Now, if capacity to perform has become such a critical element, it is important to ask and get some valid answers to the question: what is the fundamental requirement to perform in a world of service and knowledge work? The answer, to my mind is three-fold: readiness to learn, willingness to work hard, and a disposition to work with others.
In other words, today’s graduate must be willing to accept a first degree for what it really is. Essentially, during the first degree, a person learns to reason and to relate. To build upon this foundation, the individual then has to submit himself or herself to a process of learning something meaningful, specific, and valuable to others. We call this apprenticeship. In the same way that fellows with less formal education have to choose a trade to which he is willing to apply himself or herself.
In the context of today’s work environment, the graduate must see herself first as an apprentice and put the ‘graduate thing’ in the background. An apprentice is first of all, “here to learn”. It’s not about the pay. Rather he’s paying his dues by being on time, attentive, responsive, and above all by being responsible to at least one person: the boss who is then responsible to one set of people: customers. The same way an apprentice aims to be successful at the trade, and not merely follow-the-money, today’s young person with a first degree will have to submit herself to the rudiments and demands of the business.

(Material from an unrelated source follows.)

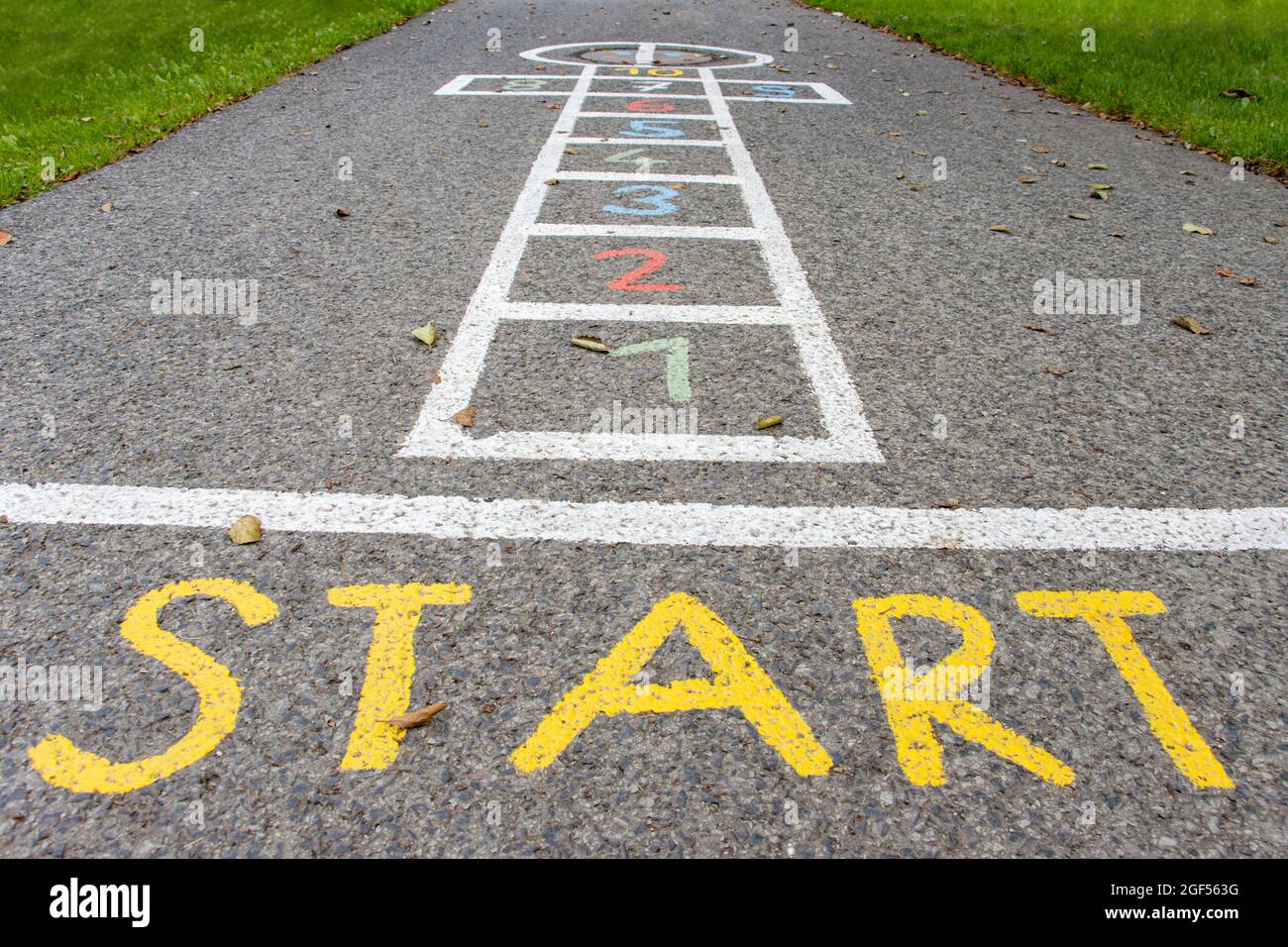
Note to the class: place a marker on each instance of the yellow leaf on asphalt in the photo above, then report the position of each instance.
(426, 334)
(417, 718)
(246, 530)
(1190, 325)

There are three main ingredients required for an apprentice to be successful: intelligence (or aptitude), interest, and intensity (or how well you apply yourself, call it hard work. On intelligence, there are various types of aptitude, some fellows are gifted with words, some with patterns, some with data, some with music etc. For example, it takes certain traits to be a good tailor or fashion designer. At the same time, not every young person can be a mechanic. In the same vein, not everyone who studied accounting would do well as an auditor. Natural talents provide some guidance for a choice of career.

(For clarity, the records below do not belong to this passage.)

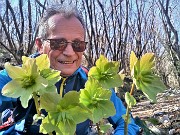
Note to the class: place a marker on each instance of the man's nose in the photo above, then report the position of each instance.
(69, 49)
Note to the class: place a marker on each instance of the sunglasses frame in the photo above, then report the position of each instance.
(61, 44)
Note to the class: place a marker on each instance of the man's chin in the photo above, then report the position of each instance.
(66, 74)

The second point is interest: what would this young man or woman rather do or contribute to humanity? What drives you? How would you rather work? The combination of intellect and interest manifest in one thing: learning, What are you willing to learn. Permit me to ask in Yoruba: “As a graduate, ise wo l’ofe ko?”. Over the years, I’ve seen many examples that prove this is a far more practical approach than merely sitting, praying, and hoping. Prayer is good but we should direct it at something specific.
Still on knowledge, smartness does not equate to knowledge. You can be smart but empty about certain areas. We all have areas where we are empty. Where we know nothing because we never bothered to, or needed to learn. Many times, what is needed as per intelligence is just a threshold level of aptitude. Often, a more knowledgeable person with the threshold level of IQ would make far better decisions than an uninformed genius.
Lastly, for an apprentice to be successful, he or she must be willing, able, and ready to apply himself with persistence and perseverance. You need to believe the work is both valuable and worth doing. Pouring yourself into what you do, when you’re tired, when others are giving up, is one key trait of world champions. Apply yourself to what you do and someday, you would find yourself at the top.
In a nutshell, it’s not enough to be a graduate. We need to choose to learn something that is both meaningful and valuable and then begin to apply ourselves to what we learn. It may start in a small measure but it will surely lead somewhere great.